The left-invariant metric on $SU(2)$ is defined as $ds^2 = -2 \operatorname{Tr}( g^{-1} \mathrm{d} g \cdot g^{-1} \mathrm{d} g )$.
Let us choose the following group element parameterization:
$ g(\theta, \psi, \phi) = \exp( \psi \tau_3 ) \exp( \theta \tau_2 ) \exp( \phi \tau_3 ) $ where $ \tau_1 = \left( \begin{array}{cc} 0 & -\frac{i}{2} \\ -\frac{i}{2} & 0 \\ \end{array} \right) \quad\quad \tau_2 = \left( \begin{array}{cc} 0 & -\frac{1}{2} \\ \frac{1}{2} & 0 \\ \end{array} \right) \quad\quad \tau_3 = \left( \begin{array}{cc} -\frac{i}{2} & 0 \\ 0 & \frac{i}{2} \\ \end{array} \right) $ Matrices $\tau_i$ are realizations of $\mathfrak{su}(2)$ Lie algebra, i.e. $\left[ \tau_1, \tau_2 \right] = \tau_3$ and cyclic variants of that. With this representation
$ g(\theta, \psi, \phi) = \left( \begin{array}{cc} \cos \left(\frac{\theta }{2}\right) e^{-\frac{1}{2} i (\psi +\phi )} & \sin \left(\frac{\theta }{2}\right) \left(-e^{\frac{1}{2} i (\phi -\psi )}\right) \\ \sin \left(\frac{\theta }{2}\right) e^{-\frac{1}{2} i (\phi -\psi )} & \cos \left(\frac{\theta }{2}\right) e^{\frac{1}{2} i (\psi +\phi )} \\ \end{array} \right) $ Here $0 \le \theta 2\pi$, $0 \le \phi, \psi < 4 \pi$. Some algebra leads to
$ \mathrm{d}s^2 = \mathrm{d} \theta^2 + \mathrm{d} \phi^2 + \mathrm{d} \psi^2 + 2 \cos \theta \mathrm{d} \psi \mathrm{d} \psi = h_{i,j} \mathrm{d}x^i \otimes \mathrm{d}x^j $ Then the volume element is $\mathrm{d}V = \sqrt{\det h} \cdot \mathrm{d} \theta \, \mathrm{d}\psi \, \mathrm{d}\psi = \vert \sin\theta \vert \cdot \mathrm{d} \theta \, \mathrm{d}\psi \, \mathrm{d}\psi$. The volume of $SU(2)$ then is
$ \int_0^{2 \pi} \mathrm{d} \theta \int_0^{4 \pi} \mathrm{d} \phi \int_0^{4 \pi} \mathrm{d} \psi \cdot \vert \sin \theta \vert = (4 \pi)^2 $
We can now repeat this same process using $ g^{-4} \cdot \mathrm{d} g^4 = \sum_{k=0}^3 g^{-k} ( g \cdot \mathrm{d} g) g^k $ The algebra gets quite more involved, with
$ \sqrt{ \det \tilde{h} } = 8 \vert \sin \left(\frac{\theta }{2}\right) \cos ^3\left(\frac{\theta }{2}\right) \cos ^2 \left(\frac{\psi +\phi }{2}\right) k(\theta, \phi, \psi) \vert $ where $k(\theta, \phi, \psi) = (\cos (\theta -\psi -\phi )+\cos (\theta +\psi +\phi )+2 \cos (\theta )+2 \cos (\psi +\phi )-2)^2$.
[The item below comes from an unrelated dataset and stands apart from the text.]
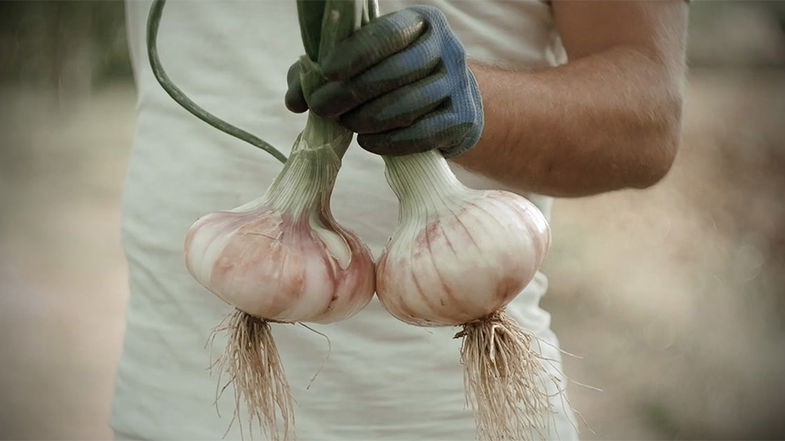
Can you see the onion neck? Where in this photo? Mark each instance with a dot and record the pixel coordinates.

Carrying out the integration
$ \int_0^{2 \pi} \mathrm{d} \theta \int_0^{4 \pi} \mathrm{d} \phi \int_0^{4 \pi} \mathrm{d} \psi \cdot \sqrt{ \det \tilde{h}} = 64 \pi^2 = ( 8 \pi )^2 $
As the consequence, according to your formula, $ \deg S = \frac{(8 \pi)^2}{(4 \pi)^2} = 4 $
So it turned out an heavy lifting exercise which confirm intuition behind Ryan's answer in comments.